A Defesa Civil, ainda conforme a prefeitura, trabalha com foco na prevenção, preparação e mitigação de riscos de desastres, para que o município possa dar respostas rápidas e eficientes em situações de emergência e ser o menos possível impactado.
“O risco possui característica dinâmica, os cenários estão se alterando a todo o momento, muitas das vezes pelas ações humanas outras por questões naturais. Tendo em vista essa alteração constante, também concentramos esforços nos diagnósticos e no monitoramento das áreas de risco do nosso município”, explica o secretário municipal de Defesa Civil e Geotecnia, Eric de Oliveira.
Mundo em ebulição
Para Luize Sampaio, coordenadora de informação da Casa Fluminense, a crise climática é uma realidade do presente. Ela lembra que os desastres já estão acontecendo por todo o mundo.
“Não falamos mais de aquecimento global, o mundo está em ebulição. As ondas de calor e as enchentes causam desastres que não são nada naturais, são consequências de modelo de desenvolvimento predatório associado a uma série histórica de descaso e falta de planejamento do poder público”, pondera.
Segundo ela, a Casa Fluminense está alertando que hoje 1 a cada 5 lares na metrópole estão em áreas de alto risco de inundação.

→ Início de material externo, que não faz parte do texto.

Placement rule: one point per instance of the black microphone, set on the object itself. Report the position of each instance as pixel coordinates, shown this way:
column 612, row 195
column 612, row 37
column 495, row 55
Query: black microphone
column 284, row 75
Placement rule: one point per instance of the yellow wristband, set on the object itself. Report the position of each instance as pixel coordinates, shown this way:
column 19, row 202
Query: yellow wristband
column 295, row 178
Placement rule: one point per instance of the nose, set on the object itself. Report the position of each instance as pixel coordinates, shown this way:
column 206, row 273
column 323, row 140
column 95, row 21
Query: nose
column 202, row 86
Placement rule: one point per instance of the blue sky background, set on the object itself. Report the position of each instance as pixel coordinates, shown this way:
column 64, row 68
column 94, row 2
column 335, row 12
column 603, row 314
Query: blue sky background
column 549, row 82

“Estamos falando de mais de 1 milhão de domicílios. Se o alerta e estudo já existem, como nossas cidades e estado permanecem sem um plano de adaptação climática? As consequências já estão acontecendo, por agora, principalmente, nas favelas e periferias”, alerta.
Alinhamento
Por fim, Luize destaca que a crise climática deve ser a pauta central e depende do alinhamento dos diferentes poderes, “mas cabe ao governo do Rio apoiar e acompanhar a atuação dos municípios no enfrentamento aos desastres climáticos”.
Segundo dados do Painel Climático, em 10 municípios da Região Metropolitana do Rio os planos de contingência e proteção da defesa civil não foram encontrados — sendo 8 deles na Baixada Fluminense, região mais afetada.

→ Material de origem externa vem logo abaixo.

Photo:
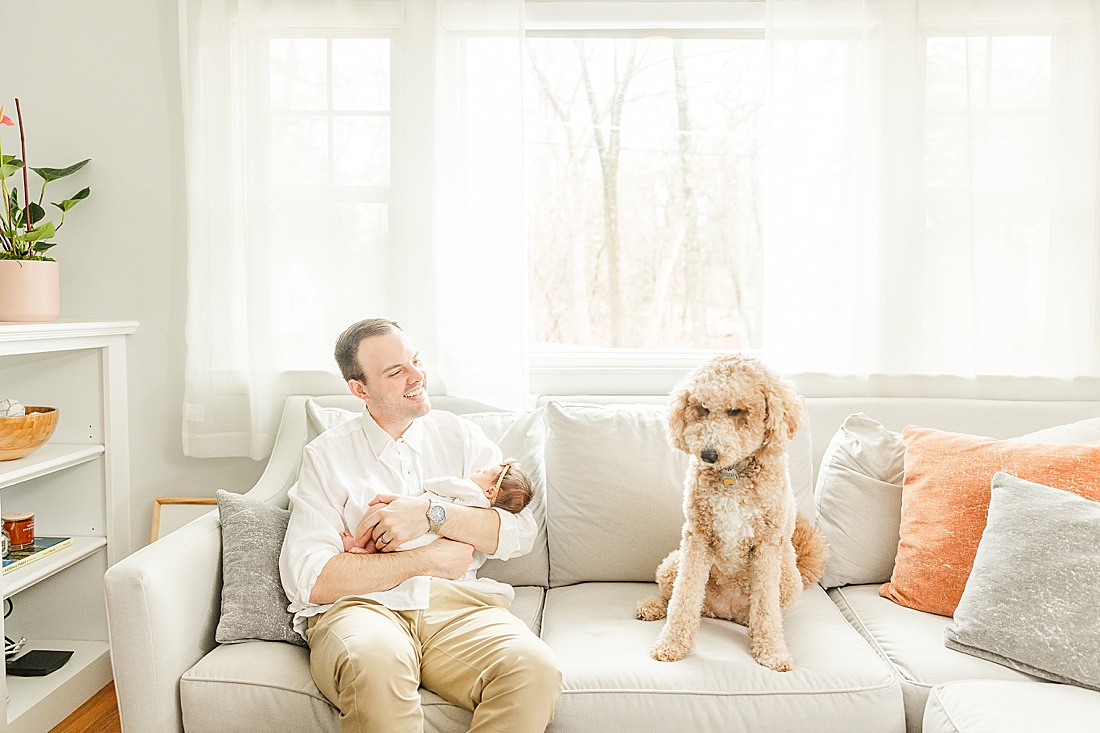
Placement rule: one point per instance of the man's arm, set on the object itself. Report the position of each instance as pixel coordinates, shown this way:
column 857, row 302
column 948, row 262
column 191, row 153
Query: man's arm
column 402, row 518
column 355, row 575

“O monitoramento mostra também que apenas a capital possui Plano de Mitigação e Adaptação às Mudanças Climáticas. Mais da metade das cidades da RMRJ estão com o Plano Diretor atrasado. De 22 municípios, 12 não possuem Plano de Gestão de Resíduos Sólidos”, diz.
O cenário, segundo Luize, aponta a necessidade de fortalecer a governança climática na estruturada gestão pública, com mais alinhamento entre municípios e estados, mas também coordenação intersetorial entre diferentes pastas como habitação, mobilidade e saneamento, por exemplo.
“Por isso, a Casa Fluminense defende a criação de uma Secretaria Estadual de Emergência Climática que lidere, paute e fiscalize os planos e programas que precisam ser feitos para criarmos cidades mais resilientes”, finaliza.